A detail of the original images are displayed below, left. Next to each there is a histogram of the pixel values in the image, captured using Adobe Photoshop.
On another occasion the same piece was photographed with the same camera in lower light, and using a grayish paper towel as a background instead of a piece of white paper.
A comparison of the two images shows that the dark portion is about the same value while the backgrounds have different values. The histograms for both images show two peaks (a "bimodal" distribution) with little or no overlap, where the curve to the left indicates the values in the dark part of the image and the curve to the right indicates the values in the light part of the image.
Examine the histograms more closely. Notice that the curves in the graphs aren't sharply defined, but rather they have relatively long "tails" that extend in both directions away from the peaks. Notice also that in the first image, the threshold level (50% gray) falls in a relatively unpopulated region between the tails of the two peaks in the histogram. In the second image the threshold value falls upon part of the tail of the curve on the right, corresponding to the background.

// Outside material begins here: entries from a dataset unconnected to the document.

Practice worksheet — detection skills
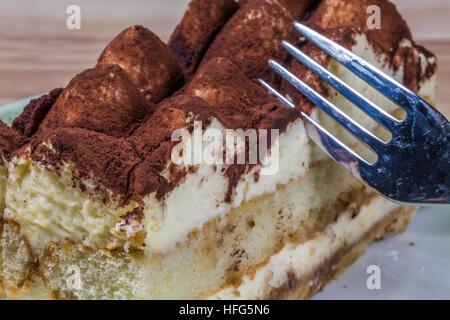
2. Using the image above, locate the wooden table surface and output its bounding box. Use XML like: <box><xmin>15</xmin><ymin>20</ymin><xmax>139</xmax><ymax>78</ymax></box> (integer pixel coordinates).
<box><xmin>0</xmin><ymin>0</ymin><xmax>450</xmax><ymax>118</ymax></box>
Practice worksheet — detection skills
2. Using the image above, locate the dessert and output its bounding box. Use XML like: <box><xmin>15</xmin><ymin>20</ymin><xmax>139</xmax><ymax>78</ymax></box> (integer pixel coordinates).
<box><xmin>0</xmin><ymin>0</ymin><xmax>436</xmax><ymax>299</ymax></box>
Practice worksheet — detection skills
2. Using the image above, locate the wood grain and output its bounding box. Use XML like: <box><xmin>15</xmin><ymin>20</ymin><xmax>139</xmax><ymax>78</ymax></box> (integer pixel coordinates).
<box><xmin>0</xmin><ymin>0</ymin><xmax>450</xmax><ymax>117</ymax></box>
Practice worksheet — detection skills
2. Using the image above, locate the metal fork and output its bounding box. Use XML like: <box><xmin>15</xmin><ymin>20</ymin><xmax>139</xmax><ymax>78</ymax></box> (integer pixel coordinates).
<box><xmin>260</xmin><ymin>23</ymin><xmax>450</xmax><ymax>206</ymax></box>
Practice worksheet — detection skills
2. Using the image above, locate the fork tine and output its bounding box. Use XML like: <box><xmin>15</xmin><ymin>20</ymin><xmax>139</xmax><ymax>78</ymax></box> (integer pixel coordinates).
<box><xmin>294</xmin><ymin>22</ymin><xmax>424</xmax><ymax>111</ymax></box>
<box><xmin>269</xmin><ymin>60</ymin><xmax>384</xmax><ymax>152</ymax></box>
<box><xmin>302</xmin><ymin>112</ymin><xmax>372</xmax><ymax>180</ymax></box>
<box><xmin>283</xmin><ymin>41</ymin><xmax>400</xmax><ymax>130</ymax></box>
<box><xmin>258</xmin><ymin>79</ymin><xmax>295</xmax><ymax>108</ymax></box>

For the first image, the division between "black" and "white" areas is accurate. In the second image we find points that should be in the "white" population will erroneously be assigned to color "black." The pixels in this population are all located within the boundary between the light and dark regions. The error causes the dark region of the image to bleed outward beyond the boundary where it ought to be confined, making the piece longer and the holes smaller.
It should be obvious from this discussion that the best results are obtained by making the object as dark as possible and using a background that is as light as possible.
Monochrome Bitmap
The image below is a rendering of the first ("good") image that has been saved as a monochrome bitmap as in Tutorial 4. The corresponding rendering from the second ("bad") image isn't shown because the two are almost indistinguishable.
Please note that the images we are considering were photographed at relatively low resolution, between 35 and 36 dots per inch. The resolution could be improved by moving the camera closer to the object, reducing the width of the field of view. A camera with a higher pixel density would accomplish the same goal.
Notice the jagged outline of potions of the image. This effect is known as "aliasing." Consumer-quality digital cameras apply an algorithm ("anti-aliasing") to the images to smooth out the effect and make the image more pleasing to the eye. The operation of converting to a monochrome bitmap has re-aliased the image, reversing the effect of the algorithm.
Crop the Image
To preserve the scale of the data in the image, we will crop it in two steps. Ultimately we will eliminate all of the features in the image that are neither background nor the pattern of interest. To preserve the scale, we first crop the image as shown in the picture below left, keeping the ruler in the image temporarily.
We can inspect the ruler in the cropped image and find that the field is 14-1/2 inches wide. As a check we can look in the "Properties" window for the file and find the cropped image is 514 pixels wide. The quantity 514/14.5 = 35.45 dpi. This coincides with the earlier calculation of the resolution from the whole image, except for a small round-off error.
Having found the width of the field we crop the image a second time, keeping the width constant but eliminating the ruler from the bottom margin of the image. This is the file that we will import into Torchmate CAD that, like "Paint," sets a threshold to 50% gray when vectorizing.
Vectorization of the Bitmap
To transform the bitmap data into a tool path for the CNC plasma cutter, we import each cropped image into Torchmate CAD in the same fashion as in Tutorial 4.